Ever since Jena I have been toying with a hypothesis: The "Ruling Class" is much larger than the core identified by either Domhoff & Mills identify -- well over 2% of the population and encompassing local elites (small capitalists, substantial independent professionals . . .).. One of the premises for this hypothesis is that "national decision making" is not the same as "rule," which must go much deeper into the society. And the 'big capitalists' & their servants know that: hence par of the calculations of the 'natinal elites' [all vocabulary here provisional and not too satisfacotry] involves maintaining the active loyalty of those 'local ruling classes.' Th e relations linking Pritzkers, Gateses, etc. to to auto dealers & local attorneys in Bloomington or Wichita pr evem Marcellus, Michigan are internal, not external, and one cannot consider either in isolation from the other.

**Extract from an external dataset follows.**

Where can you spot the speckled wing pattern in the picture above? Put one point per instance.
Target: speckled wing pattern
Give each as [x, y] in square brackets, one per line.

(I can't remember my source here, but years ago I read some historian who was arguing that from the bronze age to the present rulers had usually made up about 5% of the population. Capitalism _is_, I assume, sharply different from all other social formations, but I don't know whether it would differ sharply in _this- respect or not.)
These local elites (or whatever) are _also_ the (or a) link between national rulers and the vast enforcement apparatus (staffed amd directed by non-ruling class personnel) which maintains order. Not just the police but educational bureaucracies, local charity organizations, county and municpal governments, local editors (increasingly merely employees of chains but still having to make day-to-day decisions on their own), local union bureaucrats, higher civil servants at both state & local levels, . . ..
In sum, I think it at least important to seriously consider that Domhoff and Mills, while invaluable, were seriously lacking in their implicit/explicit assumptions as to what a ruling cvlass consisted of.
Most of the national elite probably disapprove of such outrages as the Jena events; but to take action against such locaol injustices would endanger both the mroalle of the enfdorcement apparatus (police) AND of those local elites who, I'm suggesting, must be considered part of the ruling class proper.